Bevor Sie den teuren Werkskundendienst rufen, probieren Sie diese Schritte:

  1. Der „IT-Trick“ (Reset): Schalten Sie die Sicherungen für den Herd im Sicherungskasten für ca. 2-5 Minuten komplett aus und wieder ein. Oft hängen sich die kleinen Computer im Herd einfach nur auf.
  2. Reinigen: Wischen Sie das Bedienfeld gründlich trocken und sauber. Ein einziger Wassertropfen auf einem Sensor kann einen Dauerfehler auslösen.
  3. Töpfe prüfen: Bei Induktion kann ein ungeeigneter Topf (nicht magnetisch genug) Codes wie „U“ oder ein blinkendes Symbol erzeugen.
  4. Abkühlen lassen: Wenn der Fehler nach intensivem Kochen auftritt, lassen Sie das Gerät 30 Minuten komplett abkühlen.

4. Wo findet man die genaue Bedeutung?

Wenn der Fehler bleibt, müssen Sie spezifisch suchen. Dazu benötigen Sie die E-Nummer oder Modellbezeichnung (steht meist auf einem Aufkleber an der Unterseite des Geräts, in der Innenseite der Backofentür oder im Handbuch).

  • Handbuch: Die gängigsten Codes stehen hinten im Kapitel „Was tun, wenn...“.
  • Online-Datenbanken: Suchen Sie nach „[Marke] Fehlercode [Code]“.
  • Typische Marken-Beispiele:
    • Bosch/Siemens/Neff: Er22 (Bedienmodul feucht/defekt), E0513 (Kommunikationsfehler).
    • AEG/Electrolux: E9 (Konfigurationsfehler/Elektronik defekt).
    • Miele: F-Codes deuten meist auf Sensoren hin.

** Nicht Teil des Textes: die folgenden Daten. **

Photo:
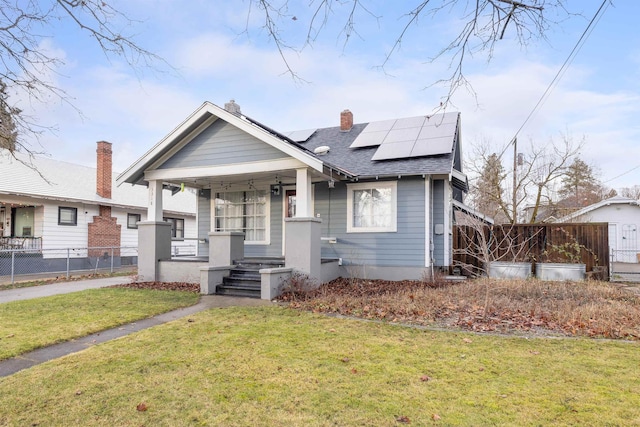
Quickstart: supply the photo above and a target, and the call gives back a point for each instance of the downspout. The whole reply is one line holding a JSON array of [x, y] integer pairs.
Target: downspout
[[431, 245]]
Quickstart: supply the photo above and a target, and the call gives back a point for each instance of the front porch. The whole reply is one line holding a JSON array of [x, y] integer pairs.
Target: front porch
[[254, 277]]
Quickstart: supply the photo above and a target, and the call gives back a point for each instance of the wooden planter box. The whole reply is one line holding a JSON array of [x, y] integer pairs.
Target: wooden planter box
[[560, 271], [510, 270]]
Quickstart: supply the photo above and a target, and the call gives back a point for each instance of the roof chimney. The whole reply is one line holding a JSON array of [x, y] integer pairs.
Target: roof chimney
[[232, 107], [346, 121], [103, 170]]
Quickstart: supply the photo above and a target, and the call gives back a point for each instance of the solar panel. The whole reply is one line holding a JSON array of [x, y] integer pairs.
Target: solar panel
[[300, 135], [409, 122], [393, 150], [409, 137], [445, 129]]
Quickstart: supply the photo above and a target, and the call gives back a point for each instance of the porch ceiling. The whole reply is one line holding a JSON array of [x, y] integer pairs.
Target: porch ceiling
[[258, 179]]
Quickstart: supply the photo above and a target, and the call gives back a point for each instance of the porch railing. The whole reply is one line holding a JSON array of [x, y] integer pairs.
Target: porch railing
[[28, 243]]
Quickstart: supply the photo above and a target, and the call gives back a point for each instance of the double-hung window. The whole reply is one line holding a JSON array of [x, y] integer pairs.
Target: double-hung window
[[371, 207], [67, 216], [245, 211], [177, 227]]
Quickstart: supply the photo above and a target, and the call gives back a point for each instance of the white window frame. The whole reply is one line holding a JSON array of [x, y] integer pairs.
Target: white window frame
[[393, 227], [267, 207]]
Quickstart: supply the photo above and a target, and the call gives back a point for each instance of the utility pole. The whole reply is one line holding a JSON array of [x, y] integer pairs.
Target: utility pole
[[515, 168]]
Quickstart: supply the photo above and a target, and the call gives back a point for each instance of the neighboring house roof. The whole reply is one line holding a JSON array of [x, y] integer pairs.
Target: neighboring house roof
[[76, 183], [346, 155], [616, 200]]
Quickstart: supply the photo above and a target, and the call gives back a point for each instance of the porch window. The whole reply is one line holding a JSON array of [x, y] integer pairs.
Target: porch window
[[177, 227], [371, 207], [67, 216], [245, 211], [133, 220]]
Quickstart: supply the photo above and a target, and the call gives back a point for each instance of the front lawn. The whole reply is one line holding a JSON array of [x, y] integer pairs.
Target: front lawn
[[31, 324], [276, 366]]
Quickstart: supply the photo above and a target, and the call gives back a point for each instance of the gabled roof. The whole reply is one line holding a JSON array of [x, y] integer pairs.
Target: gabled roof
[[71, 182], [352, 161], [205, 115], [616, 200]]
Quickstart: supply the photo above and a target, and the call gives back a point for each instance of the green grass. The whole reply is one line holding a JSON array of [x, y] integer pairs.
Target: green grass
[[275, 366], [30, 324]]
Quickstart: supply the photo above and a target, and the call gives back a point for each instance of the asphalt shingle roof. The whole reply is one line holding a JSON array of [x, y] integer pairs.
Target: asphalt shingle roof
[[358, 160]]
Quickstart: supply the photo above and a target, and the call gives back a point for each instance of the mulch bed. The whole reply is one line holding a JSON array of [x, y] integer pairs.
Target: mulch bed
[[463, 306], [162, 286]]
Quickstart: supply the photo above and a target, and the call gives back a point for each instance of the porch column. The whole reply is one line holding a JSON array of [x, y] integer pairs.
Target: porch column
[[302, 246], [303, 193], [154, 208], [154, 244]]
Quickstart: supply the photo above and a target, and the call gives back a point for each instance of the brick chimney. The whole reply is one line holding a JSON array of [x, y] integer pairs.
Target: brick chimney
[[346, 121], [104, 172], [232, 107]]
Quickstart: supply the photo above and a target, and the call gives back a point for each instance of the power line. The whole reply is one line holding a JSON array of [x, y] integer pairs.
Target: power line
[[622, 174], [585, 34]]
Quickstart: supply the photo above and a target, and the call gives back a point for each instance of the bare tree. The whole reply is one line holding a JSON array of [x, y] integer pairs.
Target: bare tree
[[537, 170], [26, 65], [482, 24], [631, 192]]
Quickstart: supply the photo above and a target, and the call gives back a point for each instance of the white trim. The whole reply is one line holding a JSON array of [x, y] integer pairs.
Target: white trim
[[304, 207], [223, 170], [238, 121], [427, 221], [393, 185], [267, 225], [283, 196], [448, 212]]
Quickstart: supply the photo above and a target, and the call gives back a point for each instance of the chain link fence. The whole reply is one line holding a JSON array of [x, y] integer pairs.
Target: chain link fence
[[33, 264]]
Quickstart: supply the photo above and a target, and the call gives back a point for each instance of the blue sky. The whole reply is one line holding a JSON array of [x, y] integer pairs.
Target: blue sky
[[215, 60]]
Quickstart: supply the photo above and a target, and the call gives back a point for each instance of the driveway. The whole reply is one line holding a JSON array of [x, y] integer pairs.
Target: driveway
[[59, 288]]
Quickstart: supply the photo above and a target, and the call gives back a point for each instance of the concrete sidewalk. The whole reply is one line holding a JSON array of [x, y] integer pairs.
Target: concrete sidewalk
[[60, 288], [27, 360]]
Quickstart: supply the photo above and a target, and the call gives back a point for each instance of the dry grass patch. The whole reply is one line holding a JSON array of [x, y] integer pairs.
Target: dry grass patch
[[592, 308]]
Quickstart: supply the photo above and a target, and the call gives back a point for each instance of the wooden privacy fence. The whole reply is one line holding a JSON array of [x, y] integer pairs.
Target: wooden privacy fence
[[585, 243]]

Wichtiger Sicherheitshinweis:

Ein Elektroherd arbeitet mit Starkstrom (400V). Öffnen Sie niemals das Gehäuse selbst und versuchen Sie nicht, an der Verkabelung zu basteln, wenn Sie keine Elektrofachkraft sind. Es besteht Lebensgefahr! Wenn der Reset über die Sicherung nicht hilft, ist es ein Fall für den Fachmann.